Player Valuation: £750k
evertonmortgages.png


Four mortgages settled last week... one a year early. This was before Rodwell was sold so they haven't been paid off using Rodwell's transfer fee. They were paid using income from the Premier League.

Three are from Barclays, the other is the infamous Vibrac loan.

What I have posted is that four mortgages have been settled.. they were taken out on:

01 October 2008
05 August 2009
20 December 2010
11 August 2011

Four years worth of mortgages have been settled. No new mortgages have been taken out. I presume some of Rodwell's fee will be kept back from transfer funds so that Everton don't need another bridging loan. This will save the clubs millions this season alone.
 
Just clears the way for more such mortgages in the future. And 'round and 'round we go. Where we'll stop, nobody knows, but likely the Championship.
 
evertonmortgages.png


Four mortgages settled last week... one a year early. This was before Rodwell was sold so they haven't been paid off using Rodwell's transfer fee. They were paid using income from the Premier League.



Three are from Barclays, the other is the infamous Vibrac loan.

Bloody hell Lou, posting facts like this will upset the doom merchants....why spoil their day ???????
 
evertonmortgages.png


Four mortgages settled last week... one a year early. This was before Rodwell was sold so they haven't been paid off using Rodwell's transfer fee. They were paid using income from the Premier League.

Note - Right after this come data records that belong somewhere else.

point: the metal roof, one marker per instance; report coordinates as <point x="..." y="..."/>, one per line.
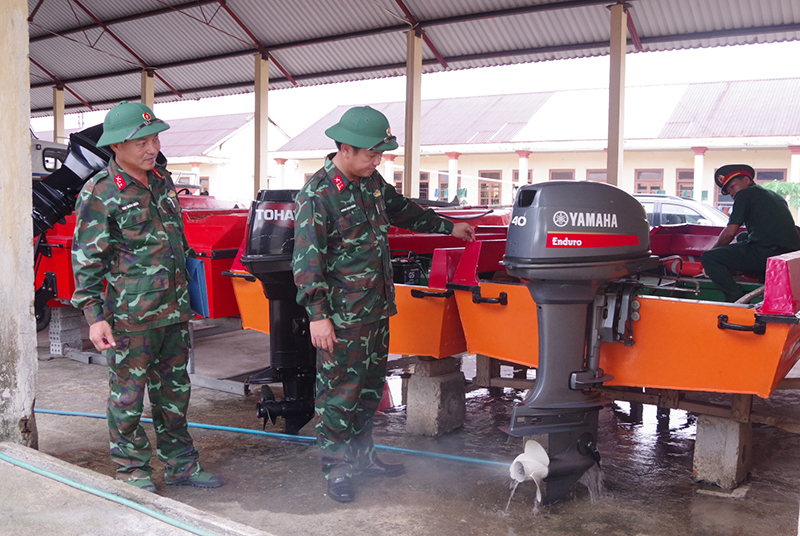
<point x="750" y="108"/>
<point x="201" y="48"/>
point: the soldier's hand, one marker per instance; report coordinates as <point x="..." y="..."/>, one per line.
<point x="464" y="231"/>
<point x="100" y="335"/>
<point x="322" y="334"/>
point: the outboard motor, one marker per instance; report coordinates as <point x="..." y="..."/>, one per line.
<point x="567" y="241"/>
<point x="268" y="256"/>
<point x="54" y="196"/>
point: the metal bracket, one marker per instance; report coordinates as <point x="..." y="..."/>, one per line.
<point x="417" y="293"/>
<point x="759" y="327"/>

Three are from Barclays, the other is the infamous Vibrac loan.

They clear them off every year....then apply for more loans.
 

They don't.

They've never cleared them all in one go before. The only one big one left is from 2002 and that is for 25 years.
 
Yes, most businesses have debt.

But most businesses also have at least some injection of capital from the people running them. Not one cent of their own money has ever been put into the club by these clowns, certainly not in recent years. It's become a vicious circle: Take out loans, bring along a top player, sell said player to pay off loans, take out more loans. Repeat ad nauseum. And believe me, I'm nauseum to the back teeth.
 

Hopefully the money from the sale of Rodwell means we can get through a season without taking out bridging loans which is £2m a season extra give or take.

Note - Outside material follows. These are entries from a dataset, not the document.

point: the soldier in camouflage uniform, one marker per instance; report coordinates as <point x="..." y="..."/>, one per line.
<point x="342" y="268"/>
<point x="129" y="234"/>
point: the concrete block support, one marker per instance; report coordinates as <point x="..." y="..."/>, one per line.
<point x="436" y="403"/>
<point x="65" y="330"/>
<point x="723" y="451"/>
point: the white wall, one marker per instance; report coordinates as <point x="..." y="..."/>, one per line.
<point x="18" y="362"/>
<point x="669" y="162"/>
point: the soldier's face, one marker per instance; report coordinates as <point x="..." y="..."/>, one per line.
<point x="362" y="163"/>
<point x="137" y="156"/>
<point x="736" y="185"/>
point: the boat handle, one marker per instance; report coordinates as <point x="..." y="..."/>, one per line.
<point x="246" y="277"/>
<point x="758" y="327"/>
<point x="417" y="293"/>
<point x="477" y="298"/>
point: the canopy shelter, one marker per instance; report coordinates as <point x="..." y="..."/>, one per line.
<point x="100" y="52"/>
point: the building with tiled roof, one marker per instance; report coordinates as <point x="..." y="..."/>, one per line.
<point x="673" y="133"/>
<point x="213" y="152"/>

Gets you a decent player when Moyes is doing the buying.
 
But most businesses also have at least some injection of capital from the people running them. Not one cent of their own money has ever been put into the club by these clowns, certainly not in recent years. It's become a vicious circle: Take out loans, bring along a top player, sell said player to pay off loans, take out more loans. Repeat ad nauseum. And believe me, I'm nauseum to the back teeth.

As stated above, this for all intents and purposes is an advance on the tv money for this season. So yes, it will happen every year.

Debt isn't the club's issue.
 
Hopefully the money from the sale of Rodwell means we can get through a season without taking out bridging loans which is £2m a season extra give or take.

Gets you a decent player when Moyes is doing the buying.

Except you have no money to run the club until next season, and won't be buying anyone for the upcoming season.
 
As stated above, this for all intents and purposes is an advance on the tv money for this season. So yes, it will happen every year.

Debt isn't the club's issue.

It will be when the TV money drops or stops altogether. It's just a matter of time.
This process of geting loans as an advance on the TV money means we're just treading water. For now.
Debt is fine as long as you can service it. But, to me, continuously getting loans like this is not an intelligent way to service debt.
It would be like taking out one credit card to pay another off, and then takling out a third to pay the second off, and so on. There are only so many credit cards out there and sooner or later you get bitten on the ass.
 
The TV money isn't stopping. It's growing, if anything.

Look, it'd be nice to have an oil sheik running the club, but that isn't the case at the moment. Borrowing against future revenues, which we know will be there, isn't a bad strategy. This comes up every summer and every summer it's the same argument.